At the recent natgas price of $4 per mcf, EQT estimates a 53 percent after-tax internal rate of return from its Marcellus wells. The stock is a favorite of several highly regarded mutual funds. Buy EQT below 75.

Range Resources (NYSE: RRC) is also big in the liquids-rich southwest Pennsylvania, though it has extensive northeast Pa. dry-gas leases too among its million Marcellus acres.

Range’s production rose 35 percent in 2012, and the company forecasts annual gains of 20 percent to 25 percent in 2013 and many years into the future. Range Resources has roughly the same market capitalization as Chesapeake Energy (NYSE: CHK) but less than a quarter of Chesapeake’s debt.

Moreover, the company tracks efficiency and production metrics, which place it right behind Cabot and EQT, on a per-share and debt-adjusted basis. By doing so, Range is signaling that winning at any cost is not its game, and that it’s a conscientious custodian of capital. Buy Range Resources below 88.

Another driller with growing Marcellus exposure is Southwestern Energy (NYSE: SWN), a producer that expects to more than double its Marcellus output this year as it shifts resources from the Fayetteville Shale.
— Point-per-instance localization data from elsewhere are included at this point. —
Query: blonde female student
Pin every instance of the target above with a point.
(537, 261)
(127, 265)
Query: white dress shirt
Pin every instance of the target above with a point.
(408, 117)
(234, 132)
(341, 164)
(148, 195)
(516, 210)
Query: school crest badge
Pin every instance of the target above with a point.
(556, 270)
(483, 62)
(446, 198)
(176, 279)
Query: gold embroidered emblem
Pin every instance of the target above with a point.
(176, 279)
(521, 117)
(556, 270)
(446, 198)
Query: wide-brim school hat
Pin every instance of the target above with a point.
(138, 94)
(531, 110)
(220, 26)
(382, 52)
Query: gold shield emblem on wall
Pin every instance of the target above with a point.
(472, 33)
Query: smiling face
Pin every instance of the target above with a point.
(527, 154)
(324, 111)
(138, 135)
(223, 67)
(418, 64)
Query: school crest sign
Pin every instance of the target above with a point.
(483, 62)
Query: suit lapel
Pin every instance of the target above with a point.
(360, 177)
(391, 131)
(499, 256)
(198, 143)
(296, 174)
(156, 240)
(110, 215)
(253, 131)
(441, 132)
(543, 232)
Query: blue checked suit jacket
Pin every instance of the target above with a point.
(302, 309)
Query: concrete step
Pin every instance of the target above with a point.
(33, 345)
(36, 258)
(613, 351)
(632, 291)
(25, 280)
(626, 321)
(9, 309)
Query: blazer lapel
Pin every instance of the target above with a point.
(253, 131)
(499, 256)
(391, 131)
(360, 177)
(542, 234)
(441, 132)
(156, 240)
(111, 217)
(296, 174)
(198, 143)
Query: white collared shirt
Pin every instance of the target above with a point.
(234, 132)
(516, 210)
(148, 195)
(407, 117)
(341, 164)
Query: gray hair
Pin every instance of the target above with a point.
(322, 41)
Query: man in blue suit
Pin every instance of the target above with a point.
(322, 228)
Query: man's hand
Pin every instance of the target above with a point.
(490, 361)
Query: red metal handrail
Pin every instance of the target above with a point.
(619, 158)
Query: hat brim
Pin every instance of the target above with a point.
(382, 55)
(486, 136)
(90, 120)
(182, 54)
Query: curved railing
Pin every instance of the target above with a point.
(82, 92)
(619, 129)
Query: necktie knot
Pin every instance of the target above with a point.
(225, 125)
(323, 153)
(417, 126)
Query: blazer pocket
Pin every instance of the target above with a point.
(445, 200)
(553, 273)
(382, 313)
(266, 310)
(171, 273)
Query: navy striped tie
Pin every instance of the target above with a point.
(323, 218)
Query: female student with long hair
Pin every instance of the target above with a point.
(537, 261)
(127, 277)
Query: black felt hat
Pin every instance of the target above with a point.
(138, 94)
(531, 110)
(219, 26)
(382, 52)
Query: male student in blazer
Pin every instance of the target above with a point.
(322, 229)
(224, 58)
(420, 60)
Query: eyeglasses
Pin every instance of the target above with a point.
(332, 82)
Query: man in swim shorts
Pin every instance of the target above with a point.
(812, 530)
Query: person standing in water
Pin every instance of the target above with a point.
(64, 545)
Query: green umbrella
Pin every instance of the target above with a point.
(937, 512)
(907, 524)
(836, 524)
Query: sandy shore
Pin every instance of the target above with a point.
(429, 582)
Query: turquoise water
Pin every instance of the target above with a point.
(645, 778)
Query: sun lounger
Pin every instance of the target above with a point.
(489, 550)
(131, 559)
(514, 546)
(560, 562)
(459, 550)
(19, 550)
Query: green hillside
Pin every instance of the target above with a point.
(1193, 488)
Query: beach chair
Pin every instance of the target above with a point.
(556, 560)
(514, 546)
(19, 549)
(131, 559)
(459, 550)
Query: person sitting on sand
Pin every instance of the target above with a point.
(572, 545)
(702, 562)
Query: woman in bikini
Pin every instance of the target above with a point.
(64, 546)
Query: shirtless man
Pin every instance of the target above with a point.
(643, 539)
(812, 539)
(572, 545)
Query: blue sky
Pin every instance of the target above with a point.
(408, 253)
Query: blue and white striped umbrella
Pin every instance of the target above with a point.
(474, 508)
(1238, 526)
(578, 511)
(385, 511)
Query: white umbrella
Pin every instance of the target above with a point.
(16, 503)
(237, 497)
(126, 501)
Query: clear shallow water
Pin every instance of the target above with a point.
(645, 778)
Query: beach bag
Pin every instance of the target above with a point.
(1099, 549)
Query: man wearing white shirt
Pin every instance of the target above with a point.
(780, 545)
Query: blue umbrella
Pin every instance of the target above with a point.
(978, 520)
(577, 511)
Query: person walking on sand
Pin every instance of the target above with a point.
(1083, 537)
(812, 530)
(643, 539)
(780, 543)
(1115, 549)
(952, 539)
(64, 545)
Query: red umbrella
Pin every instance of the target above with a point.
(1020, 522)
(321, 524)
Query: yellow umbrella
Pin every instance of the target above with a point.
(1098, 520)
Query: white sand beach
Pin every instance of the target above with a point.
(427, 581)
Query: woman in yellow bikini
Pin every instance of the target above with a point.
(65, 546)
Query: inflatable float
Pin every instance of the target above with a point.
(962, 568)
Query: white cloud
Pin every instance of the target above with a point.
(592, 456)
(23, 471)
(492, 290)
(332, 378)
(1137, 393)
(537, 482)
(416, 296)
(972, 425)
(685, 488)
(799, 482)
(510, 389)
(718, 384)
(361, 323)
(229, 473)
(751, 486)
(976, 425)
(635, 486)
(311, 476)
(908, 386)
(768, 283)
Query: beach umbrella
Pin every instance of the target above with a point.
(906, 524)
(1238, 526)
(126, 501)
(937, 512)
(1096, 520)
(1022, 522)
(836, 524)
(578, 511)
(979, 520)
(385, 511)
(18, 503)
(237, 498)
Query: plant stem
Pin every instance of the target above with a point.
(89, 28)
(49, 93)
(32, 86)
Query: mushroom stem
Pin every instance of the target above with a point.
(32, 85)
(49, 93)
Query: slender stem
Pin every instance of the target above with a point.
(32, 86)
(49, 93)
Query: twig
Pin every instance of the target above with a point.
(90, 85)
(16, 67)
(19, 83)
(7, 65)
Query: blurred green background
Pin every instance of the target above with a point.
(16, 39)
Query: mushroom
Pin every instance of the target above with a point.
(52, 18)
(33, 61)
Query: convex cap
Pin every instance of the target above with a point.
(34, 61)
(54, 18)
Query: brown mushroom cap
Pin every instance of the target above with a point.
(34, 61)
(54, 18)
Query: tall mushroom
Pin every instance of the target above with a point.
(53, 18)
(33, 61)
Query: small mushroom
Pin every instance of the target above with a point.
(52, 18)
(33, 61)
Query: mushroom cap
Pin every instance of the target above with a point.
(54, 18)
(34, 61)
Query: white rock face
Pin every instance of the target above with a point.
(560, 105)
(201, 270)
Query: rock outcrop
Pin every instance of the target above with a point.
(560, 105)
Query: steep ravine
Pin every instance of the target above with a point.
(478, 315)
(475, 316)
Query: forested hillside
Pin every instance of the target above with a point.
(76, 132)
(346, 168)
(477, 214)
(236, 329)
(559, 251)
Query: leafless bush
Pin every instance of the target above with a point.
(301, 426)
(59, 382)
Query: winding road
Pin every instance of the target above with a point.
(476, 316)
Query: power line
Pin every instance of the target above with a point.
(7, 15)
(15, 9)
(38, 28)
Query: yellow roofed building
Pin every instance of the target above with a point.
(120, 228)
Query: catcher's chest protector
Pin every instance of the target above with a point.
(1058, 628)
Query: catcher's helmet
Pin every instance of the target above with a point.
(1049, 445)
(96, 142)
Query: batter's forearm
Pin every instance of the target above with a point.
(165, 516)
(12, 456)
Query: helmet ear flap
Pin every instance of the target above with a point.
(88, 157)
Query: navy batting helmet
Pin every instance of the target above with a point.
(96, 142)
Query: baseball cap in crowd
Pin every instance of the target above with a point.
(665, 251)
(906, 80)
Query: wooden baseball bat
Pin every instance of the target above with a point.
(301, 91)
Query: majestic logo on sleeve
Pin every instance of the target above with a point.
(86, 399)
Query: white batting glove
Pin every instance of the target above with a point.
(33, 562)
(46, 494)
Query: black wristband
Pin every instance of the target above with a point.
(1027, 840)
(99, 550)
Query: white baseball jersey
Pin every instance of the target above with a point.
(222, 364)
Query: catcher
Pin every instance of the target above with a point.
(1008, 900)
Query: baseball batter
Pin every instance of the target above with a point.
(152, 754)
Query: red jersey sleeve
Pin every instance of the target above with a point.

At a gas price of $3.75 per mcf in 2013, Southwestern is targeting cash flow from operations of $1.85 billion, a 15 percent increase over last year. Its Pennsylvania acreage abuts Cabot’s, is almost as large and looks similarly promising, though the company has been conservative in estimating ultimate recoveries to date.

On a cash flow basis, Southwestern is about half the price of Cabot, which carries the premium of a much more focused Marcellus play. Buy South­western Energy below 44.

Although all three stocks would benefit from costlier natural gas, EQT has been strongest of late and is the one we’re adding to the Growth Portfolio.